Storage and Make-Ahead
- Best served fresh and warm
- Can store dough in piped shapes (frozen) for up to 1 month
- Fry directly from frozen (may need extra time)
- Cooked churros keep at room temperature for 1 day
- Reheat in oven/airfryer at 350°F for 5 minutes
This recipe creates approximately 12-15 heart-shaped churros, perfect for sharing or treating yourself. Remember, the key to success lies in maintaining proper temperatures and following the mixing instructions carefully.
Ingredients
150ml water
40g butter
20g sugar
110g flour
2 eggs
Cinnamon
Extra sugar
White Chocolate, optional
Sprinkles, optional
Method
- In a pot over medium heat, bring the water, butter, sugar and a pinch of salt to a simmer.

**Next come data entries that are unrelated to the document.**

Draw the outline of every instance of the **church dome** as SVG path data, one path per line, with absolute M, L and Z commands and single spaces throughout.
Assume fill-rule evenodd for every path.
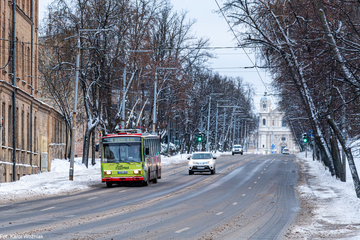
M 265 95 L 266 95 L 267 94 L 267 93 L 266 92 L 266 91 L 265 91 L 265 92 L 264 93 L 265 94 Z M 260 101 L 270 101 L 270 98 L 268 97 L 268 96 L 264 96 L 262 98 L 261 98 L 261 99 L 260 99 Z

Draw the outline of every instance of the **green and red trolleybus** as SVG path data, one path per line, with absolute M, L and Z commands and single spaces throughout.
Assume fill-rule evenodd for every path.
M 111 187 L 125 182 L 156 183 L 161 178 L 159 137 L 136 130 L 108 134 L 101 139 L 102 182 Z

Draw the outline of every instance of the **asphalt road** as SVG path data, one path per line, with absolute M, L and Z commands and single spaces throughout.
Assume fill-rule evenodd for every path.
M 51 239 L 273 239 L 296 219 L 292 155 L 216 160 L 216 173 L 163 171 L 148 187 L 103 186 L 0 205 L 0 234 Z M 8 237 L 9 237 L 8 236 Z

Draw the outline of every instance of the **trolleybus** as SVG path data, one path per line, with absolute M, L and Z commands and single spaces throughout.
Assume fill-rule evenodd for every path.
M 100 144 L 102 182 L 108 187 L 125 182 L 147 186 L 161 178 L 158 136 L 125 130 L 103 137 Z

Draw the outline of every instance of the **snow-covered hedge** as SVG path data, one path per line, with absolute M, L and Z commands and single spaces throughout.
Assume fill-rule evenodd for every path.
M 165 156 L 167 155 L 167 143 L 161 143 L 161 154 Z M 170 143 L 170 151 L 169 154 L 170 156 L 174 156 L 177 154 L 180 151 L 179 146 L 174 143 Z

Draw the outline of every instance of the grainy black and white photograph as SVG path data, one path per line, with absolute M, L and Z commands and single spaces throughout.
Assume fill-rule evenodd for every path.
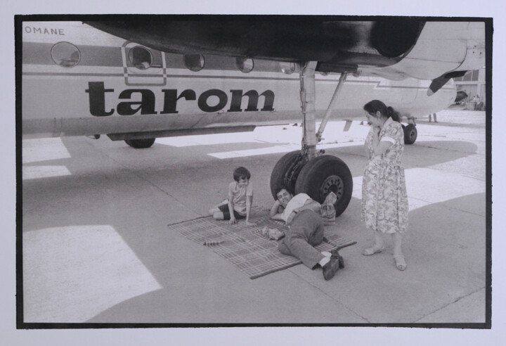
M 495 22 L 357 14 L 13 15 L 16 328 L 490 329 Z

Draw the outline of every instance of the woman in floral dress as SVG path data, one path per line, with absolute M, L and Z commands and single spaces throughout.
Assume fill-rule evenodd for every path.
M 404 132 L 398 113 L 382 101 L 364 105 L 371 124 L 365 139 L 368 162 L 362 184 L 362 219 L 372 230 L 375 243 L 365 249 L 369 256 L 384 248 L 384 233 L 392 235 L 394 259 L 399 270 L 406 268 L 401 234 L 408 226 L 408 197 L 404 169 L 401 165 Z

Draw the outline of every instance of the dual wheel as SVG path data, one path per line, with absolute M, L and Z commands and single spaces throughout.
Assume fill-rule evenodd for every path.
M 294 195 L 307 193 L 320 203 L 332 191 L 337 197 L 334 205 L 336 216 L 342 214 L 353 191 L 353 177 L 348 166 L 331 155 L 314 158 L 304 165 L 301 162 L 299 150 L 288 153 L 278 161 L 271 174 L 271 192 L 274 199 L 282 187 Z
M 402 127 L 403 130 L 404 130 L 404 144 L 413 144 L 415 143 L 418 136 L 416 127 L 413 124 L 409 124 L 407 126 L 403 125 Z
M 125 139 L 125 143 L 136 149 L 144 149 L 150 148 L 155 143 L 154 138 L 146 138 L 141 139 Z

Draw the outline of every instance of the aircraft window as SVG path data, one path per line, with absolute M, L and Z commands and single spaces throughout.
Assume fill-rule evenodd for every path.
M 130 63 L 139 70 L 146 70 L 153 64 L 153 56 L 148 49 L 136 46 L 129 51 Z
M 72 68 L 81 60 L 81 53 L 71 43 L 58 42 L 51 48 L 51 58 L 56 65 Z
M 253 70 L 254 63 L 249 58 L 235 58 L 235 65 L 241 72 L 247 73 Z
M 281 72 L 287 75 L 291 75 L 295 71 L 294 63 L 280 63 L 280 68 Z
M 204 68 L 205 59 L 202 54 L 185 54 L 184 63 L 186 68 L 197 72 Z

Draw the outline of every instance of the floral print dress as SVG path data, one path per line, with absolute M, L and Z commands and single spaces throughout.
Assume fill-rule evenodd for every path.
M 369 159 L 362 182 L 362 220 L 373 231 L 403 233 L 408 226 L 408 196 L 404 169 L 401 164 L 404 150 L 402 125 L 388 118 L 379 132 L 379 141 L 393 143 L 380 156 L 374 156 L 374 128 L 365 139 Z

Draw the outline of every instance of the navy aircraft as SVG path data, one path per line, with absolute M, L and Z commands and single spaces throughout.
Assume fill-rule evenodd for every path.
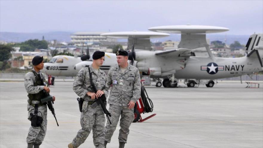
M 160 26 L 149 30 L 181 34 L 178 48 L 165 51 L 136 51 L 134 45 L 132 51 L 129 53 L 129 59 L 137 62 L 135 65 L 140 71 L 148 73 L 152 77 L 164 78 L 162 84 L 164 87 L 176 87 L 177 79 L 178 79 L 210 80 L 206 85 L 212 87 L 215 84 L 213 80 L 250 74 L 262 70 L 262 34 L 253 34 L 250 37 L 246 45 L 247 56 L 219 58 L 214 57 L 212 54 L 206 42 L 206 34 L 227 31 L 228 28 L 186 25 Z M 136 38 L 136 35 L 132 33 L 124 35 L 122 32 L 107 33 L 101 35 L 116 37 L 133 35 Z M 193 49 L 202 47 L 207 49 L 209 57 L 195 56 Z M 194 83 L 189 81 L 187 86 L 192 87 Z M 160 82 L 158 83 L 157 86 L 161 86 Z
M 189 30 L 189 28 L 191 27 L 187 26 L 186 27 Z M 200 31 L 199 32 L 197 32 L 196 28 L 195 29 L 192 28 L 191 31 L 192 32 L 194 31 L 197 33 L 205 33 L 208 32 L 218 32 L 219 30 L 221 32 L 223 30 L 228 29 L 222 28 L 217 28 L 215 27 L 212 27 L 208 29 L 209 29 L 208 28 L 210 27 L 211 26 L 206 26 L 205 28 L 203 28 L 202 30 L 199 30 Z M 158 30 L 159 30 L 161 29 L 158 27 Z M 201 28 L 200 26 L 198 27 Z M 152 30 L 155 29 L 154 28 L 150 29 L 149 30 Z M 162 31 L 163 31 L 163 29 Z M 211 51 L 209 49 L 209 46 L 207 46 L 206 41 L 204 41 L 206 40 L 205 34 L 188 34 L 187 32 L 182 31 L 183 30 L 185 31 L 187 29 L 185 28 L 183 29 L 181 28 L 180 32 L 182 35 L 185 34 L 185 35 L 182 36 L 181 41 L 178 46 L 179 48 L 165 51 L 141 50 L 138 51 L 134 50 L 134 45 L 136 45 L 134 43 L 136 43 L 134 40 L 136 40 L 134 39 L 137 39 L 138 36 L 134 34 L 134 32 L 126 32 L 125 33 L 123 33 L 123 32 L 123 32 L 122 35 L 128 38 L 129 37 L 129 36 L 133 36 L 133 40 L 129 39 L 130 42 L 132 43 L 131 46 L 130 46 L 132 51 L 129 53 L 129 59 L 132 61 L 134 61 L 133 65 L 136 66 L 140 72 L 147 73 L 152 77 L 163 78 L 162 84 L 165 87 L 176 87 L 177 79 L 178 79 L 212 80 L 251 74 L 262 70 L 263 37 L 262 34 L 254 34 L 250 37 L 246 46 L 245 50 L 248 54 L 247 56 L 233 58 L 218 58 L 213 57 L 212 54 L 210 53 L 209 51 L 211 52 Z M 172 31 L 173 33 L 176 31 L 178 32 L 179 29 L 178 26 L 175 26 L 174 27 L 173 29 L 169 28 L 169 31 Z M 184 34 L 184 33 L 186 34 Z M 105 33 L 101 35 L 120 37 L 120 32 L 111 33 L 107 33 L 111 34 Z M 131 34 L 132 36 L 131 35 Z M 138 34 L 137 34 L 139 35 Z M 143 37 L 149 38 L 149 36 L 145 36 Z M 142 40 L 141 43 L 144 42 L 144 43 L 143 44 L 144 45 L 141 46 L 141 47 L 148 47 L 145 46 L 146 45 L 145 44 L 146 42 L 145 41 L 142 40 L 142 39 L 141 39 Z M 187 43 L 187 42 L 191 40 L 194 44 Z M 132 41 L 131 42 L 131 40 Z M 192 49 L 204 46 L 206 47 L 207 49 L 209 49 L 207 50 L 207 52 L 210 57 L 195 56 L 194 52 L 193 52 Z M 115 54 L 105 53 L 105 61 L 103 64 L 104 66 L 101 68 L 107 72 L 110 67 L 116 65 L 117 63 Z M 90 65 L 92 63 L 92 60 L 88 60 L 88 59 L 86 60 L 81 62 L 79 58 L 70 57 L 71 56 L 58 56 L 59 57 L 53 57 L 52 59 L 51 59 L 51 62 L 45 63 L 43 70 L 47 74 L 75 76 L 81 68 Z M 63 61 L 65 62 L 62 62 L 63 64 L 59 62 L 58 63 L 56 61 L 59 57 L 64 58 L 66 57 L 68 60 L 66 59 L 64 59 Z M 68 62 L 66 62 L 66 61 Z M 51 68 L 51 66 L 52 68 Z M 68 68 L 67 70 L 65 69 L 66 67 Z M 72 68 L 70 68 L 69 67 Z M 213 81 L 209 81 L 207 84 L 207 86 L 212 87 L 214 83 Z M 162 84 L 161 84 L 161 85 Z

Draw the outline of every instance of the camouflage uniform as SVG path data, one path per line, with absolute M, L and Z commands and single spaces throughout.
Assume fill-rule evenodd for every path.
M 112 86 L 108 103 L 110 104 L 109 112 L 111 115 L 110 120 L 112 124 L 110 124 L 108 121 L 105 127 L 105 141 L 108 143 L 111 142 L 120 115 L 119 141 L 127 143 L 129 127 L 134 118 L 133 109 L 129 109 L 128 105 L 130 101 L 136 103 L 140 98 L 140 81 L 139 70 L 129 64 L 123 73 L 118 65 L 112 67 L 109 71 L 107 85 Z M 123 85 L 121 85 L 121 82 Z
M 106 76 L 105 72 L 99 69 L 97 75 L 92 65 L 90 67 L 93 83 L 97 90 L 101 90 L 104 92 L 107 97 L 108 92 L 108 87 L 105 85 Z M 72 144 L 74 147 L 79 147 L 85 141 L 92 129 L 94 145 L 96 148 L 104 148 L 105 116 L 100 105 L 94 108 L 88 105 L 88 101 L 94 101 L 86 94 L 88 91 L 94 92 L 88 87 L 90 85 L 88 68 L 83 68 L 79 71 L 73 84 L 73 90 L 84 100 L 80 116 L 82 128 L 78 132 L 72 141 Z
M 36 71 L 34 68 L 33 70 Z M 41 78 L 43 81 L 45 80 L 45 77 L 43 74 L 40 71 L 37 72 L 38 74 L 40 74 Z M 36 79 L 34 73 L 30 71 L 26 74 L 25 77 L 25 86 L 27 92 L 28 94 L 36 94 L 39 93 L 44 88 L 44 86 L 36 86 L 35 85 L 36 83 Z M 39 101 L 36 100 L 32 101 L 31 104 L 29 104 L 28 100 L 27 101 L 27 111 L 28 114 L 27 119 L 30 120 L 31 120 L 32 117 L 30 116 L 30 113 L 34 113 L 35 108 L 32 105 L 36 103 L 38 103 Z M 27 138 L 27 143 L 33 143 L 34 144 L 40 144 L 43 140 L 46 135 L 47 131 L 47 106 L 43 105 L 38 107 L 38 116 L 42 117 L 43 119 L 43 121 L 41 126 L 39 127 L 35 127 L 31 126 L 29 128 L 28 134 Z

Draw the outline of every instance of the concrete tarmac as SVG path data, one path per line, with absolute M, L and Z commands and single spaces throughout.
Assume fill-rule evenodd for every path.
M 132 123 L 125 147 L 262 148 L 263 83 L 259 82 L 256 89 L 227 81 L 212 88 L 146 86 L 154 110 L 142 116 L 157 115 Z M 24 83 L 0 83 L 0 147 L 27 147 L 30 122 Z M 67 147 L 81 128 L 72 83 L 57 82 L 50 87 L 59 126 L 48 111 L 48 130 L 41 148 Z M 118 147 L 119 129 L 118 124 L 107 148 Z M 94 147 L 92 137 L 91 133 L 79 147 Z

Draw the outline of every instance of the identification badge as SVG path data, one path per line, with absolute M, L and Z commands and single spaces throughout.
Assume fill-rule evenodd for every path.
M 120 85 L 123 85 L 123 80 L 122 79 L 120 79 Z

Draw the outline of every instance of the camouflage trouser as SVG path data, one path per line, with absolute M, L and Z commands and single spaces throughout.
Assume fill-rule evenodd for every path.
M 129 127 L 134 119 L 133 108 L 129 109 L 128 106 L 121 106 L 110 104 L 109 112 L 111 117 L 110 119 L 112 124 L 108 121 L 105 128 L 105 141 L 109 143 L 113 132 L 116 129 L 119 119 L 120 115 L 120 129 L 119 134 L 119 142 L 127 143 L 127 138 L 130 130 Z
M 35 108 L 28 104 L 27 110 L 28 111 L 27 119 L 30 120 L 31 117 L 30 116 L 30 113 L 34 113 Z M 46 106 L 41 106 L 38 108 L 38 116 L 42 117 L 43 118 L 43 122 L 40 127 L 34 127 L 31 126 L 29 128 L 28 134 L 27 137 L 27 143 L 33 143 L 38 144 L 42 143 L 47 131 L 47 124 L 48 123 L 47 112 Z
M 84 143 L 92 129 L 94 145 L 96 148 L 104 148 L 105 115 L 101 105 L 92 108 L 91 105 L 88 105 L 87 101 L 84 101 L 80 124 L 82 128 L 72 142 L 74 147 L 77 147 Z

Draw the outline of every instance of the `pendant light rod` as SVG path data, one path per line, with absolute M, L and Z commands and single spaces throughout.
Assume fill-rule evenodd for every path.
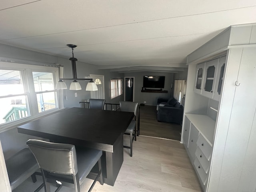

- Add in the flour and mix vigorously until the mixture forms a ball. Keep moving the ball around for an extra 1-2 minutes to cook out the floor. Transfer the dough ball into a bowl and let cool for 2 minutes.
- Add 1 egg at a time and mix vigorously to full incorporate the egg before adding in the next. Repeat with the second egg. Transfer the mixture into a piping bad with a star tip nozzle.
- With a pencil, trace a heart-shaped cookie cutter onto some parchment paper squares. Flip the paper and then pipe out the dough by following the tracing. Repeat until you have used up all the dough
- Heat up the oil until it’s 350F / 180C. While the oil is heating up, preparing your cinnamon sugar by combining 1/4 cup sugar with 1-2 tbsp cinnamon powder/ Set aside.
- Carefully drop in the parchment paper square, 1 at a time. Let the dough set a little bit before wiggling the parchment paper out from underneath and removing it from the pot. Fry until golden brown on both sides. Remove the churros from the oil and onto a paper towel lined plate.
- While the churros are still hot, carefully dip it into the cinnamon sugar until coated on both sides. Decorate with melted white chocolate and sprinkles.
Valentines Churros
Ingredients
- 150 ml water
- 40 g butter
- 20 g sugar
- 110 g flour
- cinnamon
- extra sugar
- white chocolate, optional
- sprinkles, optional
Instructions
- In a pot over medium heat, bring the water, butter, sugar and a pinch of salt to a simmer.
- Add in the flour and mix vigorously until the mixture forms a ball. Keep moving the ball around for an extra 1-2 minutes to cook out the floor. Transfer the dough ball into a bowl and let cool for 2 minutes.
- Add 1 egg at a time and mix vigorously to full incorporate the egg before adding in the next. Repeat with the second egg. Transfer the mixture into a piping bad with a star tip nozzle.
- With a pencil, trace a heart-shaped cookie cutter onto some parchment paper squares. Flip the paper and then pipe out the dough by following the tracing. Repeat until you have used up all the dough
- Heat up the oil until it's 350F / 180C. While the oil is heating up, preparing your cinnamon sugar by combining 1/4 cup sugar with 1-2 tbsp cinnamon powder/ Set aside.
- Carefully drop in the parchment paper square, 1 at a time. Let the dough set a little bit before wiggling the parchment paper out from underneath and removing it from the pot. Fry until golden brown on both sides. Remove the churros from the oil and onto a paper towel lined plate.
- While the churros are still hot, carefully dip it into the cinnamon sugar until coated on both sides. Decorate with melted white chocolate and sprinkles.